The Research Pivot: When Virtualization Meets Hardware Reality in GPU P2P DMA
Introduction
In the long arc of deploying a massive 8-GPU inference system for the GLM-5-NVFP4 model across NVIDIA RTX PRO 6000 Blackwell GPUs inside a Proxmox virtual machine, there comes a moment of reckoning. After successfully resolving a crippling BAR allocation failure that prevented six of eight GPUs from being detected—fixed through a combination of Q35 chipset migration, PCIe passthrough, and the pci=realloc kernel parameter—the team faced a new, more fundamental obstacle. Message 366 captures this moment: a pure research message, devoid of bash commands or configuration changes, where the assistant pivots from "let's benchmark" to "let's understand why P2P doesn't work." This single message, consisting of two webfetch calls to NVIDIA documentation and a GitHub issue, represents the critical transition from tactical problem-solving to architectural investigation.
The Message
The subject message is concise in its structure but rich in its intent.

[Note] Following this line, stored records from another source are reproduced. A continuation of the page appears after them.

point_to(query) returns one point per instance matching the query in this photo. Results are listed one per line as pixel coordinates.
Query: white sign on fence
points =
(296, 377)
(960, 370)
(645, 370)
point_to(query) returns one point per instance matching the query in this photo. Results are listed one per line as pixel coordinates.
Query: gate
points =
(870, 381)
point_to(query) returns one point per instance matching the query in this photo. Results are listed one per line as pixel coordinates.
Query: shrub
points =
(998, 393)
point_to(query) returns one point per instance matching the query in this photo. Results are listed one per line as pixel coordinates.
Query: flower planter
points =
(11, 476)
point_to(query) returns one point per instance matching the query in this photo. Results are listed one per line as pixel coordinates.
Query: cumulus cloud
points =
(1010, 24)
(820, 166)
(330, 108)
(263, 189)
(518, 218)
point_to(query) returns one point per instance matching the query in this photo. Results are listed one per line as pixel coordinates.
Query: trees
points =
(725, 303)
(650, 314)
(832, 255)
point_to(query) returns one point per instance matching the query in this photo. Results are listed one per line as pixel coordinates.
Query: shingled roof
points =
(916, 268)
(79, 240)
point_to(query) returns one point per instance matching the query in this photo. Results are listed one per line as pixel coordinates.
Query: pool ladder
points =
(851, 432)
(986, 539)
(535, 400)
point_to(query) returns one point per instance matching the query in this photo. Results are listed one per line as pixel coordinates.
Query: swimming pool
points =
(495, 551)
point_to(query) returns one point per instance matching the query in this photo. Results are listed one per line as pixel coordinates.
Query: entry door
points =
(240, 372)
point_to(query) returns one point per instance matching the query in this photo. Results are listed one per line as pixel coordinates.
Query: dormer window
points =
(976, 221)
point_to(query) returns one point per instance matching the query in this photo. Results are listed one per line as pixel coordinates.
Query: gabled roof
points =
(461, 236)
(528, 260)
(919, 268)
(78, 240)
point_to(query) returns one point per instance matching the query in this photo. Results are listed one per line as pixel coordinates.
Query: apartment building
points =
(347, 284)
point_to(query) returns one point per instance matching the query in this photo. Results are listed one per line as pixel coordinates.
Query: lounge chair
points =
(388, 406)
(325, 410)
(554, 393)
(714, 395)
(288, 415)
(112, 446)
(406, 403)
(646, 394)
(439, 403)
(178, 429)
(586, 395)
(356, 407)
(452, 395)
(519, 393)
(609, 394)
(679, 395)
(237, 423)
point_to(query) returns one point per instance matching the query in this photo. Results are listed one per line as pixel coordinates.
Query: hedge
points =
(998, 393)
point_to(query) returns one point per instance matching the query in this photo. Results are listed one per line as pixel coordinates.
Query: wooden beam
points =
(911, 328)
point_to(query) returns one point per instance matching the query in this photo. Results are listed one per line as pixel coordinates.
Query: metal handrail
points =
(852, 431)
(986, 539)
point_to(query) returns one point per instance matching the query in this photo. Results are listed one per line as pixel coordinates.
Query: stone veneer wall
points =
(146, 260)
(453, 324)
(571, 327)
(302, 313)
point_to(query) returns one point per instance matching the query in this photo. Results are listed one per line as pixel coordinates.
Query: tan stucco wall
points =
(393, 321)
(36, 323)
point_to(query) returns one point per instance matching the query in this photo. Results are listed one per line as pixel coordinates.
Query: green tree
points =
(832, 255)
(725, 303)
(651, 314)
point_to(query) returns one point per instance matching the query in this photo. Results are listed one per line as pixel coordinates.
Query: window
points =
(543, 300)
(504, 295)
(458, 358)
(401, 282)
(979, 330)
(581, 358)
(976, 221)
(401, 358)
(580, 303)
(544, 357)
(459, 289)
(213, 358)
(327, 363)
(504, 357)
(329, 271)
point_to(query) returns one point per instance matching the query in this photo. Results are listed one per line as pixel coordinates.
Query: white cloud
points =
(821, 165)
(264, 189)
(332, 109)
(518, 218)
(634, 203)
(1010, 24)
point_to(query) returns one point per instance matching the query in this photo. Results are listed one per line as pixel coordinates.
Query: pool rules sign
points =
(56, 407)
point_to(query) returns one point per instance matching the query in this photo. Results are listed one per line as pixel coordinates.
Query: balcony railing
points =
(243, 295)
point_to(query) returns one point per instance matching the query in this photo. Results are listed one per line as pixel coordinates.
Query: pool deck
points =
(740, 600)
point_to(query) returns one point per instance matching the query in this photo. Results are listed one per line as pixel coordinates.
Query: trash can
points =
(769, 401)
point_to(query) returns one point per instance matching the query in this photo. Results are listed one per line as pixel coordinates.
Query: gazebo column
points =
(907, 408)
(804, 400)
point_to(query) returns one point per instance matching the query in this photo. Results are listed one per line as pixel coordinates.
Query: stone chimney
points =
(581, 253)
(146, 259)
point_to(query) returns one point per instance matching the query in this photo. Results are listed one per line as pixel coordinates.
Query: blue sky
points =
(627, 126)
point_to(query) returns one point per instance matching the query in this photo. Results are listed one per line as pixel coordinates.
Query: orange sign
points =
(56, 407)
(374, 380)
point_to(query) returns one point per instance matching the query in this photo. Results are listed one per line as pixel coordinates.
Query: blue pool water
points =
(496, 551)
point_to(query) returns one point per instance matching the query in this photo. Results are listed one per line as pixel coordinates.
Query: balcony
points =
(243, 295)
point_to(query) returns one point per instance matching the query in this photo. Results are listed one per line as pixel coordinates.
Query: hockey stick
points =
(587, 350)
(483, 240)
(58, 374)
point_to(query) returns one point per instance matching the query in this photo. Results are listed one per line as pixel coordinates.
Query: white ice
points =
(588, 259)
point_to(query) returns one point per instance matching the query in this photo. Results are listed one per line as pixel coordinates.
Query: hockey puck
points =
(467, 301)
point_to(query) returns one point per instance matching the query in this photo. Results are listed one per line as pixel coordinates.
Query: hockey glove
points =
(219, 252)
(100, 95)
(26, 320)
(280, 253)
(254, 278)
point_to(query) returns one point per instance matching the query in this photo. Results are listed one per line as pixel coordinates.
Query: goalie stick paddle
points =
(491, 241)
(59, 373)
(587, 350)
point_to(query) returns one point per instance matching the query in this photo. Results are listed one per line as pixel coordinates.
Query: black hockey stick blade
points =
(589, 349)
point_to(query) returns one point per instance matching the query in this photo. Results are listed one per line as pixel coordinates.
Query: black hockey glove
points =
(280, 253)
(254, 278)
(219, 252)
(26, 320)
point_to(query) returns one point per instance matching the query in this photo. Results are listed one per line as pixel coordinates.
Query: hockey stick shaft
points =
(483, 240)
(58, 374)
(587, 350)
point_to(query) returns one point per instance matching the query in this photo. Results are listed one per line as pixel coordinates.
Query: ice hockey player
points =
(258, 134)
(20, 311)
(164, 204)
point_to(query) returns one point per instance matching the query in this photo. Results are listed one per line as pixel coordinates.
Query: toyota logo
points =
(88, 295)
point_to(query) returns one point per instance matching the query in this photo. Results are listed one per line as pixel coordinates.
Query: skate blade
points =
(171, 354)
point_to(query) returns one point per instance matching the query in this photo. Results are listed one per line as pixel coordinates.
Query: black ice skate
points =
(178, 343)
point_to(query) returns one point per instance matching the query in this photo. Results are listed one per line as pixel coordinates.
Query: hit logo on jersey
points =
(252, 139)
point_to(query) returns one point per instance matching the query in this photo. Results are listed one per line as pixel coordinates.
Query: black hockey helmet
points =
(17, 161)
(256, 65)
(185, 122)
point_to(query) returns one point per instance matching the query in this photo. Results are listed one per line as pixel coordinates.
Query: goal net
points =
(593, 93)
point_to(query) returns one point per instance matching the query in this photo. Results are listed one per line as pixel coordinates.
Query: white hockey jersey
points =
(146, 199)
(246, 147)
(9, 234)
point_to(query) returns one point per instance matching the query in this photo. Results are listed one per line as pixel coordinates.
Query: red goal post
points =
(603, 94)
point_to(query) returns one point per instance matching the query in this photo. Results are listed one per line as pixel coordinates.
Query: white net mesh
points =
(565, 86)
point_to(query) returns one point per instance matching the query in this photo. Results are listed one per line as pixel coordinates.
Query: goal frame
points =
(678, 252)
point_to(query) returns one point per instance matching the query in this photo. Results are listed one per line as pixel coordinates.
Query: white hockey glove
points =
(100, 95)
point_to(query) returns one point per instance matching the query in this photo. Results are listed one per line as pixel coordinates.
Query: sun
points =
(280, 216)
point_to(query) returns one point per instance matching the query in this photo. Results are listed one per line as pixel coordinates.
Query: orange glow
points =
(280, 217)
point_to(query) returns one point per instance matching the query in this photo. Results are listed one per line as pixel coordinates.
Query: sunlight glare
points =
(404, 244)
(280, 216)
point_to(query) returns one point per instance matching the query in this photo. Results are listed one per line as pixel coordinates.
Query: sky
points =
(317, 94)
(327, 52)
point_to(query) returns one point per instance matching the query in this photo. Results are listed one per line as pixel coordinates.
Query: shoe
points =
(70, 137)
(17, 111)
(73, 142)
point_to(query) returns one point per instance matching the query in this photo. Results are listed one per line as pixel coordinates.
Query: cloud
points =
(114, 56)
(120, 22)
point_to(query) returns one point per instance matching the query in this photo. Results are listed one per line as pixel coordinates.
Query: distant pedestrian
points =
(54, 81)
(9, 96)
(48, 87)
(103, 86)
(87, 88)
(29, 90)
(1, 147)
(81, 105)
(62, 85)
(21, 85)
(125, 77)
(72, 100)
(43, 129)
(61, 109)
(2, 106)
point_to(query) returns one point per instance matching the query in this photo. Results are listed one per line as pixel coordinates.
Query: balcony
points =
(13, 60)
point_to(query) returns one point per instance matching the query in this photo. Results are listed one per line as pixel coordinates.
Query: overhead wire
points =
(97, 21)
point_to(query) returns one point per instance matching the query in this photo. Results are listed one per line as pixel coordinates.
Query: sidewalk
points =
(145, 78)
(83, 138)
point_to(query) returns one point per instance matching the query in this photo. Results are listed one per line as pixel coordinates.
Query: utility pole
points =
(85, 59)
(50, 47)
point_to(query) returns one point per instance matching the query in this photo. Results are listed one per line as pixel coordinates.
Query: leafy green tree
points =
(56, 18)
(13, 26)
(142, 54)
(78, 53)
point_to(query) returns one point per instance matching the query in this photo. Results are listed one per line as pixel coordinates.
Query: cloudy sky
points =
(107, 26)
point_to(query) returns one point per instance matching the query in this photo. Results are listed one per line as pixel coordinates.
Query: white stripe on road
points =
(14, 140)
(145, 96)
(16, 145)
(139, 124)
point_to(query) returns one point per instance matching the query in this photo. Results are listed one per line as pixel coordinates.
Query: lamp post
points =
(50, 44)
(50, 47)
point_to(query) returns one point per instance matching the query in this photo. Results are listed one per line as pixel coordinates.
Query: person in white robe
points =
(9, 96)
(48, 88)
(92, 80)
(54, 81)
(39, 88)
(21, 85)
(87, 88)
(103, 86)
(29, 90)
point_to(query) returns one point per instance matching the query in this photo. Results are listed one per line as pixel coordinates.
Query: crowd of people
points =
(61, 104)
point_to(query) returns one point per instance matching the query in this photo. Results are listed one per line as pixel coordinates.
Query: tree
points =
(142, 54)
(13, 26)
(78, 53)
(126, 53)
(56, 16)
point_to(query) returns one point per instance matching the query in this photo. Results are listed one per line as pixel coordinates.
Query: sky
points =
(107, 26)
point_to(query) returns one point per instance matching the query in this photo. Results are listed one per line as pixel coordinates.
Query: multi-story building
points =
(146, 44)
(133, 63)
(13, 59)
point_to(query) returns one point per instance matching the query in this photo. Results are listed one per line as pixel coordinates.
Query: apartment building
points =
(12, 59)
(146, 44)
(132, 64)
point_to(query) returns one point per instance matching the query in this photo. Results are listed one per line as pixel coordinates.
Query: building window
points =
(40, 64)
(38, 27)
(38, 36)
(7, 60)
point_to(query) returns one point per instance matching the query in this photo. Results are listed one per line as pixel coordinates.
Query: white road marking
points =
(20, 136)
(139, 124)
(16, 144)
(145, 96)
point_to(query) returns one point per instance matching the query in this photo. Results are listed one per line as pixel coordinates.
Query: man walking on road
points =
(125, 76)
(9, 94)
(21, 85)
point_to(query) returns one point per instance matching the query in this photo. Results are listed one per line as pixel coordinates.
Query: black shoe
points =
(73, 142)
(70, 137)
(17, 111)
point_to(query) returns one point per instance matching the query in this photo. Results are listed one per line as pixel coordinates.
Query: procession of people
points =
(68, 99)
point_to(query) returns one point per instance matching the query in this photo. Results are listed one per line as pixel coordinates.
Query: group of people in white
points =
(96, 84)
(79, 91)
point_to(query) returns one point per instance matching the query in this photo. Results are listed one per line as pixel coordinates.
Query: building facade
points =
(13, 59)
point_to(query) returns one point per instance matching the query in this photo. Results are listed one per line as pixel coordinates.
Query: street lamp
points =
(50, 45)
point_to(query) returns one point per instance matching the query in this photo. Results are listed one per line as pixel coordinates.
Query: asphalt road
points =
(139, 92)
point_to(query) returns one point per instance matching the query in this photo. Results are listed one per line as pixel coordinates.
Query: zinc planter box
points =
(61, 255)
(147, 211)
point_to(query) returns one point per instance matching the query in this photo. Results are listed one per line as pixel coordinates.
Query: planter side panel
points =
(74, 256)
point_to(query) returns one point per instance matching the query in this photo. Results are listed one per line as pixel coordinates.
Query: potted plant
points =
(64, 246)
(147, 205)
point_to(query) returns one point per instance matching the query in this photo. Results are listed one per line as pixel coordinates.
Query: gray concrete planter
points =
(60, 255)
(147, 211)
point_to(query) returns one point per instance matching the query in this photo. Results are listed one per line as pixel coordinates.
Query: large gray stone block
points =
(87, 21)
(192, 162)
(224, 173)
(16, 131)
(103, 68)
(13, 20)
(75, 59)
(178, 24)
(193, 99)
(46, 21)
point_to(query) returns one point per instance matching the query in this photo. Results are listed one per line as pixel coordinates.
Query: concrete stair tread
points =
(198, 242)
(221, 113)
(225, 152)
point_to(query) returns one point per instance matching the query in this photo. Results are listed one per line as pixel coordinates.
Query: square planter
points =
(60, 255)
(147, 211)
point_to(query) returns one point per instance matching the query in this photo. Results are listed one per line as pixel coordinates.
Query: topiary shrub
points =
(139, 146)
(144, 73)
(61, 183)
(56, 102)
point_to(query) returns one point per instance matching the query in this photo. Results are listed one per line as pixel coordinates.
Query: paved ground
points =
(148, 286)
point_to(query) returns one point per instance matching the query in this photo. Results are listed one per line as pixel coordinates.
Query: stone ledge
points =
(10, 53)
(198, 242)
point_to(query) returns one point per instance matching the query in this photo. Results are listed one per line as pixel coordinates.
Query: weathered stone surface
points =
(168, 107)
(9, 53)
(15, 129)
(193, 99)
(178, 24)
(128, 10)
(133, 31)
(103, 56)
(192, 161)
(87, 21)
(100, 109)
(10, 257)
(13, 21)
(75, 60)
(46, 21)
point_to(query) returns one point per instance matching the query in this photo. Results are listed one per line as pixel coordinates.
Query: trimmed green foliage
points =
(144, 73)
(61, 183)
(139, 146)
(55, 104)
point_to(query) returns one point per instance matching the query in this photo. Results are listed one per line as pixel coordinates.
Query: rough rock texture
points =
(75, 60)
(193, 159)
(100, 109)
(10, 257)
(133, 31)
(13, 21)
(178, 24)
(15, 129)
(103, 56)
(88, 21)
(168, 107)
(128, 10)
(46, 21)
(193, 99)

The assistant issues two webfetch calls in parallel:
[assistant] [webfetch] {"format":"markdown","url":"https://github.com/NVIDIA/nccl/issues/1329"}
Why can't two GPUs in a virtual machine communicate using P2P? · Issue #1329 · NVIDIA/nccl · GitHub
[webfetch] {"format":"markdown","url":"https://docs.nvidia.com/ai-enterprise/planning-resource/optimizing-vm-configuration-ai-inference/latest/configuring-vms.html"}
Configuring Virtual Machines — Optimizing VM Configuration for Performant AI Inference
The message also contains the full fetched content from both URLs—the GitHub issue page and the NVIDIA documentation page—but the essence of the message is the research action itself: two parallel information-gathering operations. No analysis, no conclusions, no bash commands—just the raw act of fetching external knowledge.
Two URLs, fetched in parallel. No analysis, no conclusions, no tool output shown—just the raw act of gathering information. This is the assistant's research phase, and the message is deliberately sparse because it is waiting for the web fetches to complete before it can synthesize the findings into a coherent plan.
Why This Message Was Written: The Motivation and Context
To understand why this message exists, one must trace the conversation's immediate history. In the preceding messages, the assistant had achieved a significant milestone: all 8 GPUs were fully operational inside the VM, each with its full 96GB of VRAM, and the PCIe topology had improved from a flat bus (under the legacy i440FX chipset) to proper PHB (PCIe Host Bridge) connections under Q35. The nvidia-smi topo -m output showed PHB connections between all GPU pairs—a marked improvement over the earlier configuration.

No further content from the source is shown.